You are viewing a plain text version of this content. The canonical link for it is here.
Posted to dev@mahout.apache.org by "Sean Owen (Commented) (JIRA)" <ji...@apache.org> on 2011/11/12 11:06:51 UTC

[jira] [Commented] (MAHOUT-881) Refactor TopItems to use Lucene's PriorityQueue and remove excessive sorting

    [ https://issues.apache.org/jira/browse/MAHOUT-881?page=com.atlassian.jira.plugin.system.issuetabpanels:comment-tabpanel&focusedCommentId=13149034#comment-13149034 ] 

Sean Owen commented on MAHOUT-881:
----------------------------------

-1 Grant I thought we discussed this on the mailing list? I don't see that this achieves anything. You are still doing an implicit n log n heap sort to attain an ordered result. You still allocate a container object for the result. This seems like swapping some code for more complex (but equally working) code, and adding a Lucene dependency.
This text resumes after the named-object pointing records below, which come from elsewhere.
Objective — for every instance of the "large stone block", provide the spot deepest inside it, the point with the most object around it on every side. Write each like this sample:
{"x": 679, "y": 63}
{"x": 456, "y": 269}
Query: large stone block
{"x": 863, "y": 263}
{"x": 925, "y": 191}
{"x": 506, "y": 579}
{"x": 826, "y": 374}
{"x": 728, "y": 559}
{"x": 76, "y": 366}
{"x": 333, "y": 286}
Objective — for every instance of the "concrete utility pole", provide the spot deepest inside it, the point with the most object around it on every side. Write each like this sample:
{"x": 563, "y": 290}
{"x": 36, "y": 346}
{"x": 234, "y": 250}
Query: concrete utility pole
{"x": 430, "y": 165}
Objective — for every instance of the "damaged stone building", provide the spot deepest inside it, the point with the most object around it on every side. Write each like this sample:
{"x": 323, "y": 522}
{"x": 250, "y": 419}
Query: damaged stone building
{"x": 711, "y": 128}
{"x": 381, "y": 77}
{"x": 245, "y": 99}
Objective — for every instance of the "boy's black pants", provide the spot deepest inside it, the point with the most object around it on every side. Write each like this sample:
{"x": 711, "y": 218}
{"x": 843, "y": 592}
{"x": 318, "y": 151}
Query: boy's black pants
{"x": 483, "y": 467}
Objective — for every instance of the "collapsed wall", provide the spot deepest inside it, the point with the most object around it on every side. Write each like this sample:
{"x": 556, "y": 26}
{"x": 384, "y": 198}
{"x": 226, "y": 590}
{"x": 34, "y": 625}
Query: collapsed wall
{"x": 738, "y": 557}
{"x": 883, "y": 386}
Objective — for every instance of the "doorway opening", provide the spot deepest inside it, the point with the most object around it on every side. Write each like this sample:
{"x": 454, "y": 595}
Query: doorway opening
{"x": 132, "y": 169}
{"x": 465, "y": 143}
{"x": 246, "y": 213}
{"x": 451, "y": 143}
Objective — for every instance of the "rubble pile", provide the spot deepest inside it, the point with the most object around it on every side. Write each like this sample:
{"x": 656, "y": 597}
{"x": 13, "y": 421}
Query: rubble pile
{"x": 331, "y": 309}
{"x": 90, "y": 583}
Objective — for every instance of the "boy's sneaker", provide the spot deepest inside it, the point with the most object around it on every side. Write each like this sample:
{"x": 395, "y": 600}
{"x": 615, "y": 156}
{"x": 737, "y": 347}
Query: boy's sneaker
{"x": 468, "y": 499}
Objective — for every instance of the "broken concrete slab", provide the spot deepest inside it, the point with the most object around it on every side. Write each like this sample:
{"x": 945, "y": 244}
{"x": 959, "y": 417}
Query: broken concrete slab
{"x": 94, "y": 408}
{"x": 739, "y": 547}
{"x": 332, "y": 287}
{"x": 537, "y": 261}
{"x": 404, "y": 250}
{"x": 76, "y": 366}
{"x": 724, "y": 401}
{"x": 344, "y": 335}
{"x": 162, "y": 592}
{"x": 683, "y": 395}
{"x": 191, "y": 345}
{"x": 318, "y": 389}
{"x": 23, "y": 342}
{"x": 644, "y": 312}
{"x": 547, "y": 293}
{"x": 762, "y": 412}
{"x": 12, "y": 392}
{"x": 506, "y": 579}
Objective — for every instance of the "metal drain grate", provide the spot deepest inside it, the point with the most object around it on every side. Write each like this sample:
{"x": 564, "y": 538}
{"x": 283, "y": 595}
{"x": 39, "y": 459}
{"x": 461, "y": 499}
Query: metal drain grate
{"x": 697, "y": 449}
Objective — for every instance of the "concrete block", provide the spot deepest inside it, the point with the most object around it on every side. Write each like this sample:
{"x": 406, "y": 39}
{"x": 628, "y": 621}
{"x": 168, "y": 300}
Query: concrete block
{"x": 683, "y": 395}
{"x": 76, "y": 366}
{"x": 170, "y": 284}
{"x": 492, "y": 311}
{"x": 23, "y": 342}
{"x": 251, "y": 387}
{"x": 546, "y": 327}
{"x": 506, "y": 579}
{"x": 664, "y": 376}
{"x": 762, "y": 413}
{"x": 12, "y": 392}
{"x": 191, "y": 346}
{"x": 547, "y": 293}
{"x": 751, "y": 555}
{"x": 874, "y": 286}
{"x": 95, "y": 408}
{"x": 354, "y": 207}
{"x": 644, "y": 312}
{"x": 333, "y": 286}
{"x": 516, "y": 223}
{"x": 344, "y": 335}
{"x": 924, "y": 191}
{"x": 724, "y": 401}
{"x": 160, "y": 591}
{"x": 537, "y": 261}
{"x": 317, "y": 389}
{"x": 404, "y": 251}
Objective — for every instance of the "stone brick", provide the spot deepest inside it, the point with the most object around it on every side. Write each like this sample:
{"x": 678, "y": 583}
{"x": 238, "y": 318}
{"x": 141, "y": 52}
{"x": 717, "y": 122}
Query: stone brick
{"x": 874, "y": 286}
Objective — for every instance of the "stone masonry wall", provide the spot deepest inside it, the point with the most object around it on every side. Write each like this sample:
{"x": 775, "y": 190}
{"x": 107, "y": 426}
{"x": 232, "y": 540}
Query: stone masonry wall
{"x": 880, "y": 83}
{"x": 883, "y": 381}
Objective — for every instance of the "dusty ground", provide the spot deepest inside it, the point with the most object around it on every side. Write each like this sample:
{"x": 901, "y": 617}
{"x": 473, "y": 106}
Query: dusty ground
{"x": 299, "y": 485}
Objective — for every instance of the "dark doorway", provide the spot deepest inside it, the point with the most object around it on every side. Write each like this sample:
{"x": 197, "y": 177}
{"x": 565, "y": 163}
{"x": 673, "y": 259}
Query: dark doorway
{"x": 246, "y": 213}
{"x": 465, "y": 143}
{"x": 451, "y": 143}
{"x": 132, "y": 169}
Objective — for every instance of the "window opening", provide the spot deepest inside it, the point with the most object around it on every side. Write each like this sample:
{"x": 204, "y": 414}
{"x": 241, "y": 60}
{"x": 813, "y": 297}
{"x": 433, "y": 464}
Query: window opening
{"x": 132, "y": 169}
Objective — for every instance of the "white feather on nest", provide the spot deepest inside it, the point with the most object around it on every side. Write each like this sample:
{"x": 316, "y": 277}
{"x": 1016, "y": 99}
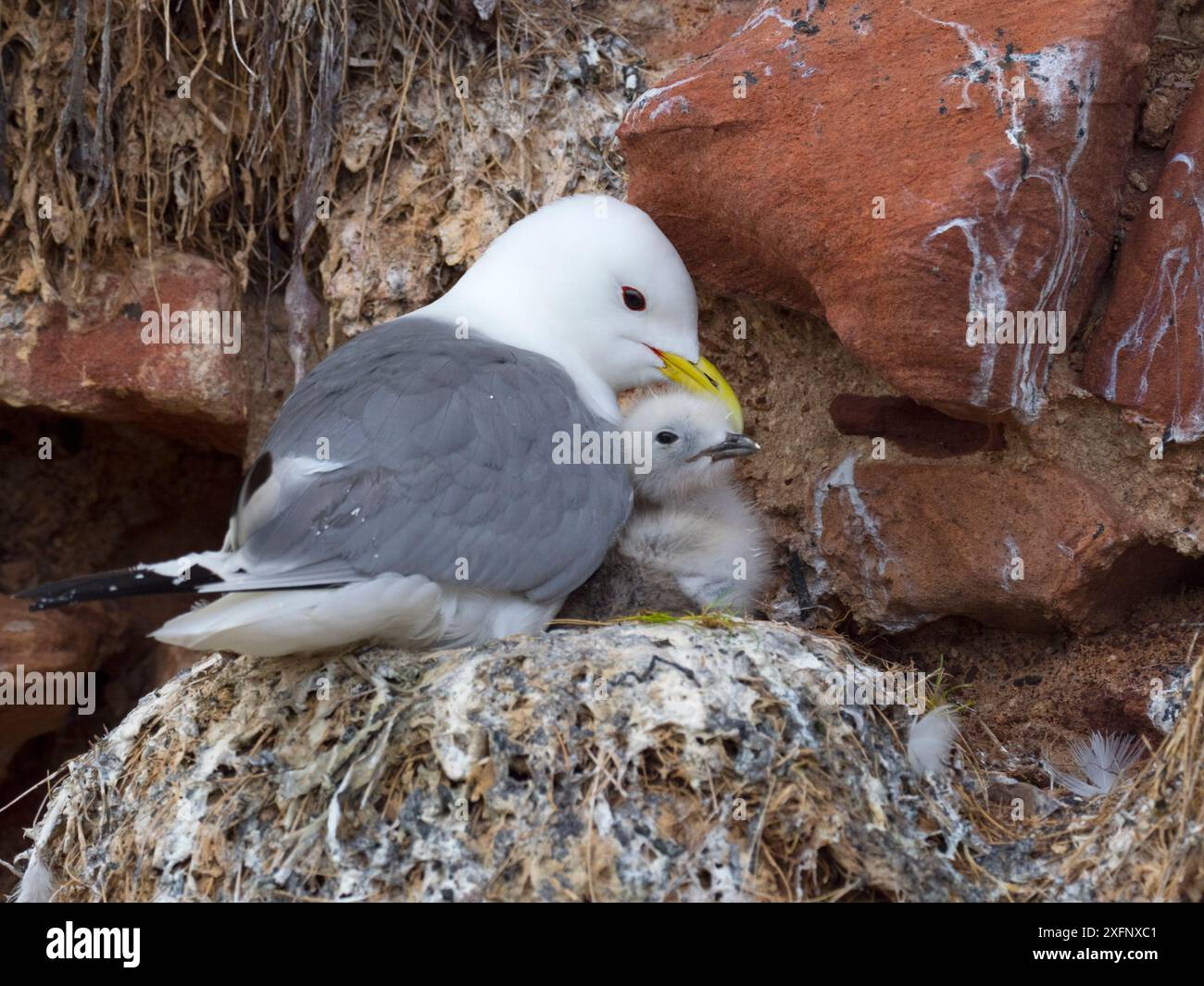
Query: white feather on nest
{"x": 931, "y": 740}
{"x": 1104, "y": 760}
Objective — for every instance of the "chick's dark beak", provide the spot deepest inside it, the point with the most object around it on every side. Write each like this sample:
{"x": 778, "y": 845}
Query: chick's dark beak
{"x": 730, "y": 448}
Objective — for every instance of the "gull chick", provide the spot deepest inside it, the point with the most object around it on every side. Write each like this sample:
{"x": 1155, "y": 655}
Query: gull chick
{"x": 409, "y": 490}
{"x": 693, "y": 541}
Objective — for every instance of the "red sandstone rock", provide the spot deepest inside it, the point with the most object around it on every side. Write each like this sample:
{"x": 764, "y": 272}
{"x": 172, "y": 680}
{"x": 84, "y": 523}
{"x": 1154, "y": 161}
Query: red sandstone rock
{"x": 915, "y": 429}
{"x": 1148, "y": 352}
{"x": 991, "y": 194}
{"x": 906, "y": 544}
{"x": 92, "y": 361}
{"x": 51, "y": 642}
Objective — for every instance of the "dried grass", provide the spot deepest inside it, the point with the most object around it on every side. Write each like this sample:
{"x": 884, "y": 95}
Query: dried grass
{"x": 401, "y": 112}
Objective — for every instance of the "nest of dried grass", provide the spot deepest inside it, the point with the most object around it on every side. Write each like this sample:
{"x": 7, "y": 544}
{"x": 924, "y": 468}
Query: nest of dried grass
{"x": 625, "y": 762}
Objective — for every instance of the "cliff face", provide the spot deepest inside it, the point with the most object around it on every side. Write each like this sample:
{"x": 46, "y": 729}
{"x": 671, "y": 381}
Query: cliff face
{"x": 847, "y": 192}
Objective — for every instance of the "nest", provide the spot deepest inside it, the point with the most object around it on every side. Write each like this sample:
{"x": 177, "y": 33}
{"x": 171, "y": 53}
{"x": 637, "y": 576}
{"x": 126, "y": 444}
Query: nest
{"x": 624, "y": 762}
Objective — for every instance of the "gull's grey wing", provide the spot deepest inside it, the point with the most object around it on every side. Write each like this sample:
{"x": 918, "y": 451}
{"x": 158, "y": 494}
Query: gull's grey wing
{"x": 412, "y": 450}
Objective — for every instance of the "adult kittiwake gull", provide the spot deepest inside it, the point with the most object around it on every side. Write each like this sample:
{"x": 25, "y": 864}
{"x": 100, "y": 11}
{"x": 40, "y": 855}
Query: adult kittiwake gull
{"x": 693, "y": 542}
{"x": 448, "y": 477}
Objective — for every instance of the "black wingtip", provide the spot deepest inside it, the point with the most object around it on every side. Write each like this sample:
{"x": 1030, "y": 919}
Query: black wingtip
{"x": 113, "y": 585}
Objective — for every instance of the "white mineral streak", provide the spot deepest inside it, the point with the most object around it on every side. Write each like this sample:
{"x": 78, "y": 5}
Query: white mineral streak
{"x": 1178, "y": 284}
{"x": 1064, "y": 69}
{"x": 873, "y": 553}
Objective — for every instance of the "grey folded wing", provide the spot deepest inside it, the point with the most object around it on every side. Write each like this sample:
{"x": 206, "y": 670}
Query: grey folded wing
{"x": 416, "y": 452}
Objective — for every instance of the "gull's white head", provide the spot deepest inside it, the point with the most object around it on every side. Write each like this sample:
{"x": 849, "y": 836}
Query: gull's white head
{"x": 594, "y": 284}
{"x": 693, "y": 444}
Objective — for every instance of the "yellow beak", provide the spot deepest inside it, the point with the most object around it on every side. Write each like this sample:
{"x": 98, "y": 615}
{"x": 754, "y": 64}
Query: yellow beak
{"x": 703, "y": 378}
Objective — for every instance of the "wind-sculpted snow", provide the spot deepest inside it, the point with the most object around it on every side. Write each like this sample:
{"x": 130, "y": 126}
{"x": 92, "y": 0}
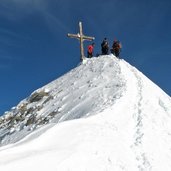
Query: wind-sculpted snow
{"x": 116, "y": 119}
{"x": 86, "y": 90}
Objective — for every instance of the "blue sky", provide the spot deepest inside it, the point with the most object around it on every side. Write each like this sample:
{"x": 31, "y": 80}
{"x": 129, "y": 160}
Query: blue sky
{"x": 34, "y": 49}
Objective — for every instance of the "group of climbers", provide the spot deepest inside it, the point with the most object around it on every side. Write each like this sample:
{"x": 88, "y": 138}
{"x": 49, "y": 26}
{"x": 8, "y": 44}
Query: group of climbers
{"x": 115, "y": 50}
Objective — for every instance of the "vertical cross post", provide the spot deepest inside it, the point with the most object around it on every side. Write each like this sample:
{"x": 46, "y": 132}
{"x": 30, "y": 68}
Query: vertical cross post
{"x": 80, "y": 36}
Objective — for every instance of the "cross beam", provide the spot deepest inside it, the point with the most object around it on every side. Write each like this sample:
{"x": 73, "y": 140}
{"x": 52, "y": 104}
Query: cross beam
{"x": 81, "y": 37}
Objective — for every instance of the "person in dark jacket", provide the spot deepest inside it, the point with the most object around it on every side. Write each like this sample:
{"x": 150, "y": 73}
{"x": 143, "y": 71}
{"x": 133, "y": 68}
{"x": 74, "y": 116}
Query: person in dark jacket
{"x": 105, "y": 46}
{"x": 116, "y": 48}
{"x": 90, "y": 50}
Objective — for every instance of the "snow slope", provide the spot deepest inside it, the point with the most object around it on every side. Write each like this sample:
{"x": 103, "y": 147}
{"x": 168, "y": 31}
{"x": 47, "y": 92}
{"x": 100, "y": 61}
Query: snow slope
{"x": 124, "y": 123}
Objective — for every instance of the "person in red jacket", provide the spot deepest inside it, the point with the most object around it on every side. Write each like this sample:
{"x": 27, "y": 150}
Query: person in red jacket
{"x": 90, "y": 50}
{"x": 116, "y": 48}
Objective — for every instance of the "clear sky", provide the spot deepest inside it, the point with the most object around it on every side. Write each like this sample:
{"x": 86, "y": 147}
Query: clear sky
{"x": 35, "y": 50}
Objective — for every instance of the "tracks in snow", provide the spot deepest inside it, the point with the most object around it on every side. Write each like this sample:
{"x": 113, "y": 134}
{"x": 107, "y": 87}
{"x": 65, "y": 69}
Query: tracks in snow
{"x": 143, "y": 163}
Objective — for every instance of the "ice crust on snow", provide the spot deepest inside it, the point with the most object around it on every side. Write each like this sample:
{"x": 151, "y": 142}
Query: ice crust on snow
{"x": 115, "y": 119}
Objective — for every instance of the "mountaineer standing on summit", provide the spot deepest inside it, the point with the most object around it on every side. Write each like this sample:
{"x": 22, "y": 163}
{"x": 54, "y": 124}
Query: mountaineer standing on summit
{"x": 116, "y": 48}
{"x": 105, "y": 46}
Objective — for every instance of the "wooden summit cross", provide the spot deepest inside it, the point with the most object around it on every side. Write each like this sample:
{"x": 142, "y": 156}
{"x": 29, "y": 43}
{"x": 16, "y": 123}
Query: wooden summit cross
{"x": 80, "y": 36}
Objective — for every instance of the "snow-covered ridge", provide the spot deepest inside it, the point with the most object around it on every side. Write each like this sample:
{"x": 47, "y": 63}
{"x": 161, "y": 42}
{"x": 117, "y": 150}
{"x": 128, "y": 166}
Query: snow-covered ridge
{"x": 124, "y": 123}
{"x": 84, "y": 91}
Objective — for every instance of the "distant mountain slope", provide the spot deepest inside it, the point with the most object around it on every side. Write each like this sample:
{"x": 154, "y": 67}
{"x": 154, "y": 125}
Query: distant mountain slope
{"x": 124, "y": 125}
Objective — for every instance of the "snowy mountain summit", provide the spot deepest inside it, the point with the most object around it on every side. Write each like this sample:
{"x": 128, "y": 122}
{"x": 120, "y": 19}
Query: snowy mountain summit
{"x": 116, "y": 119}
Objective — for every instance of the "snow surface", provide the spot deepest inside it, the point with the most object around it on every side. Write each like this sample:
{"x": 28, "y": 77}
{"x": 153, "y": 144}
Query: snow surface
{"x": 116, "y": 119}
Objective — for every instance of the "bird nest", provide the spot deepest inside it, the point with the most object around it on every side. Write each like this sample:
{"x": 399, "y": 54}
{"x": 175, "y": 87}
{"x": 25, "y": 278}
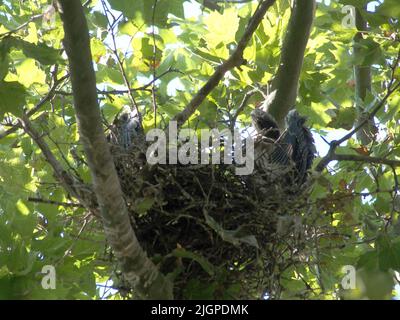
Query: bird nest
{"x": 222, "y": 235}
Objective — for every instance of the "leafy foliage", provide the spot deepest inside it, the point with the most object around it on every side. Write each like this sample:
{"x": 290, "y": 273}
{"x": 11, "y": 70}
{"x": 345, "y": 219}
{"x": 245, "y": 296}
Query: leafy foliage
{"x": 182, "y": 49}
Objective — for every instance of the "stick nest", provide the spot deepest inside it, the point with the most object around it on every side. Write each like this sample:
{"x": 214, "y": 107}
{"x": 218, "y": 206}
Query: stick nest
{"x": 221, "y": 235}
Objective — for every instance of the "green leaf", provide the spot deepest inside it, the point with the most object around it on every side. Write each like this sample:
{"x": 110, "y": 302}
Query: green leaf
{"x": 40, "y": 52}
{"x": 14, "y": 102}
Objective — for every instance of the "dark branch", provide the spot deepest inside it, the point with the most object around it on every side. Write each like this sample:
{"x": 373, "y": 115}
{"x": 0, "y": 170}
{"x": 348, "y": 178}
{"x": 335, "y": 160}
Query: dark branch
{"x": 287, "y": 77}
{"x": 235, "y": 60}
{"x": 138, "y": 270}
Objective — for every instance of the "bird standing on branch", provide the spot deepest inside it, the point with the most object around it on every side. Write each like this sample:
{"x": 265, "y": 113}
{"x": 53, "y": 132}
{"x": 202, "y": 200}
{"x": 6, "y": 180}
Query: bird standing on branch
{"x": 279, "y": 154}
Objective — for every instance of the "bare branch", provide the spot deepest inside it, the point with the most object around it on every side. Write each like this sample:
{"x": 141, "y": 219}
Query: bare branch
{"x": 235, "y": 60}
{"x": 334, "y": 144}
{"x": 137, "y": 268}
{"x": 74, "y": 187}
{"x": 287, "y": 77}
{"x": 56, "y": 203}
{"x": 35, "y": 109}
{"x": 367, "y": 159}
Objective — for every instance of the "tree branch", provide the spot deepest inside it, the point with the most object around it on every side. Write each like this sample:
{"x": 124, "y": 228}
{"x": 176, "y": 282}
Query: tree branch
{"x": 334, "y": 144}
{"x": 360, "y": 158}
{"x": 74, "y": 187}
{"x": 32, "y": 111}
{"x": 235, "y": 60}
{"x": 362, "y": 78}
{"x": 137, "y": 268}
{"x": 287, "y": 77}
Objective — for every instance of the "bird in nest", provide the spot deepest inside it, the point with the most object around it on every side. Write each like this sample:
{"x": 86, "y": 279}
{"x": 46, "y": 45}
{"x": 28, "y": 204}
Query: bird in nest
{"x": 126, "y": 128}
{"x": 278, "y": 153}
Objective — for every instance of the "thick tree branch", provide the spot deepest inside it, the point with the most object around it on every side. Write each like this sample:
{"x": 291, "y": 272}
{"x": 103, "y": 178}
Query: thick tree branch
{"x": 137, "y": 268}
{"x": 235, "y": 60}
{"x": 287, "y": 77}
{"x": 362, "y": 78}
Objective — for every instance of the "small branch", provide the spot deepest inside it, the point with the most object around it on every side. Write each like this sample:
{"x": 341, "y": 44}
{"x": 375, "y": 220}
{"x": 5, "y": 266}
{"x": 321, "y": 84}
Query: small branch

Do you have a load test that shows it would be notably faster? the patch does have such a thing.

The comment about SimilarUser is right though. It would just affect tie breaking, which doesn't really matter, but should be fixed.
                
> Refactor TopItems to use Lucene's PriorityQueue and remove excessive sorting
> ----------------------------------------------------------------------------
>
>                 Key: MAHOUT-881
>                 URL: https://issues.apache.org/jira/browse/MAHOUT-881
>             Project: Mahout
>          Issue Type: Improvement
>    Affects Versions: 0.6
>            Reporter: Grant Ingersoll
>            Assignee: Grant Ingersoll
>            Priority: Minor
>         Attachments: MAHOUT-881.patch
>
>
> TopItems.getTop*() all do a fair number of excessive operations that can be replaced by switching to using Lucene's PriorityQueue implementation, which is more efficient and faster than Java's built in PQ implementation.

--
This message is automatically generated by JIRA.
If you think it was sent incorrectly, please contact your JIRA administrators: https://issues.apache.org/jira/secure/ContactAdministrators!default.jspa
For more information on JIRA, see: http://www.atlassian.com/software/jira

        

Re: Vetoes and [jira] [Commented] (MAHOUT-881) Refactor TopItems to use Lucene's PriorityQueue and remove excessive sorting

Posted by Grant Ingersoll <gs...@apache.org>.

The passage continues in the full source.